4 thoughts on “12 MONKEYS Recap: Time is on Their Side

  • This was a fabulous episode! I loved they way they played Groundhog Day, and they way they finally worked things out.

    I must say Cassie is beginning to annoy me A LOT. She was a pain during their loops — it was Cole who figured out what was going on and was willing to look to Jennifer for advice (albeit cryptic) on what to do, and keep on trying — while Cassie just kept doggedly going with the “I’m supposed to kill her so I will,” even when that was only tossing them back to the beginning of the loop. Admittedly, Cassie did figure out what was wrong with Hannah, which gave them the final key to getting out of the loop with a positive result even if it took 24 years to see it….but she just doesn’t seem to be using her brain these days. She’s a doctor and a CDC researcher, for goodness sake!

    (And yes, she is a TERRIBLE girlfriend. Cole is never going to give up on her, and maybe he shouldn’t, but…he’s sure not getting much in return.)

    Gotta love Jennifer. Loved her question about the hyenas when trying to figure out which version of Cassie and Cole she was talking to.

    I’m enjoying this show’s take on time as somehow personified. It’s a more personal take on what we often see in time travel stories, where somehow the weight of history, of time as it played out originally, tends to keep things on the same track, no matter how hard you try to change them. You nudge a little one way, something happens to nudge things back.

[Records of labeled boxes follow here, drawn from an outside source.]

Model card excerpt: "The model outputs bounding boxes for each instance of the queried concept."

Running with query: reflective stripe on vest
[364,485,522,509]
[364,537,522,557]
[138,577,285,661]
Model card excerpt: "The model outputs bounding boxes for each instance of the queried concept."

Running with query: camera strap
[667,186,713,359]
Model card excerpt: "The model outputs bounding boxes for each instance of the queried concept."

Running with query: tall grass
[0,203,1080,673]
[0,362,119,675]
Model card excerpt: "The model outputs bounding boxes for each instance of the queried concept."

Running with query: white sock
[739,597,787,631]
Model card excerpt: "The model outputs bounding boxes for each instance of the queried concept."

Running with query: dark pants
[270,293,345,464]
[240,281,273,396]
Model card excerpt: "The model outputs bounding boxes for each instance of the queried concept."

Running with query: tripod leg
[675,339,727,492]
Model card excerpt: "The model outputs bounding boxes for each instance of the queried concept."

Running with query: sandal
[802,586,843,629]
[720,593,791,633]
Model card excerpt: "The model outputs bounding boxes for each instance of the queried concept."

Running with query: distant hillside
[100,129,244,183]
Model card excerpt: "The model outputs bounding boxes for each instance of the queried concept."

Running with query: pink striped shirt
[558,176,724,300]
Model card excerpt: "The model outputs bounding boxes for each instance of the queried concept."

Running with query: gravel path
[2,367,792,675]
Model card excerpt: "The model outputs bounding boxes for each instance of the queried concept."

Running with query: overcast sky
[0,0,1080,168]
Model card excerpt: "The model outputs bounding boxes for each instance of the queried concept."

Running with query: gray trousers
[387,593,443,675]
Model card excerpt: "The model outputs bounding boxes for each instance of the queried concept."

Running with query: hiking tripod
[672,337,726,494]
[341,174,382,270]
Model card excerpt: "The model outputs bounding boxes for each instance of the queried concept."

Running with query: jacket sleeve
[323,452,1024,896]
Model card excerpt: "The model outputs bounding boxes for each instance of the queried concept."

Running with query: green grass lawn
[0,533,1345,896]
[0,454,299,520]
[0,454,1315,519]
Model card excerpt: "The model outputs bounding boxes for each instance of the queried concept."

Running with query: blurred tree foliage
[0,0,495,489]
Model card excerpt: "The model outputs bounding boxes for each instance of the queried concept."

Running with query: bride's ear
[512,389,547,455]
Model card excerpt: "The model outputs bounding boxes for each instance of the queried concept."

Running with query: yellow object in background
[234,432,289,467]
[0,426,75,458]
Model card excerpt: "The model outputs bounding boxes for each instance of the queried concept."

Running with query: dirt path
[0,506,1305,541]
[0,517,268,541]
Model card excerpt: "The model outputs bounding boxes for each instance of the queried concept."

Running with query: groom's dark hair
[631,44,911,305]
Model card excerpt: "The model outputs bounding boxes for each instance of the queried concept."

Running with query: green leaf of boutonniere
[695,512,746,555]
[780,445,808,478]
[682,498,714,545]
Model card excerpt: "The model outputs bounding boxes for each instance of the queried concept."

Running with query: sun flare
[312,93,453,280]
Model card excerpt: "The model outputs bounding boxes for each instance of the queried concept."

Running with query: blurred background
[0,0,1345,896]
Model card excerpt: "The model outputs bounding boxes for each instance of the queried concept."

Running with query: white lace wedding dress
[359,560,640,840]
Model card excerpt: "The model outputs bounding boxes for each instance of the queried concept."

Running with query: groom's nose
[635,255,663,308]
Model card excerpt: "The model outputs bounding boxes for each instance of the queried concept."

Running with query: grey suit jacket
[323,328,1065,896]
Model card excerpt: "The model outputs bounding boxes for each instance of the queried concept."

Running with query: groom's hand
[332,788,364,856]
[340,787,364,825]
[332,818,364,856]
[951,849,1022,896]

In this case, especially with the set up with the primaries, it’s not hard to imagine that time really is some kind of quasi-sentient force that has wants and desires.

    It’s good to have Time on your side. 😉

    Reply
  • Yes, it is. (I need a little musical smiley) I’m so glad you said that because every time I get so irritated with Cassie I wonder if I am seeing things wrong. Cassie is at her best when she’s being a doctor. She’s smart and empathetic. She saw something that the other doctors didn’t and that Jones herself should have. Admittedly, they may not have known that the fever was constant at the time, but I think they would have given that they should know everything Cassie did about the virus at that time. But she’s not good at time travel or solving other kinds of puzzles.

    This kind of reminds me of the first Terminator, where the savior of the future wouldn’t have been conceived if they hadn’t first gone back in time to destroy him. It was like life itself reached back into the past to say that we weren’t going out that way. That’s not exactly what happened. It’s not a complete circle. But it smacks of interference by a higher power.

    Reply
  • I am willing to cut Cassie a LITTLE slack given that she’s still pretty traumatized by having been essentially taken over by the Witness (following on the heels of whatever all happened to toughen her up when she was stuck in the future at the beginning of this season), but….none of this has been good for her. She hasn’t handled any of it well, though to be truthful, I would probably have just curled up and died, so I guess I should probably give her credit for managing to keep putting one foot in front of the other. But right now, she’s acting without thinking, except, as you say, when confronted with a medical problem.

    I don’t imagine the “Ramse and Cassie go to Titan” show is going to go very well.

    Reply
  • LOL…maybe Ramse will have the good sense to tell everyone else about it. You are right, she’s been traumatized beyond reason. So has everyone else and I’ve decided that everyone on this show IS going to lose their mind at some time. But even Deacon had enough sense to go get Cole to stop it.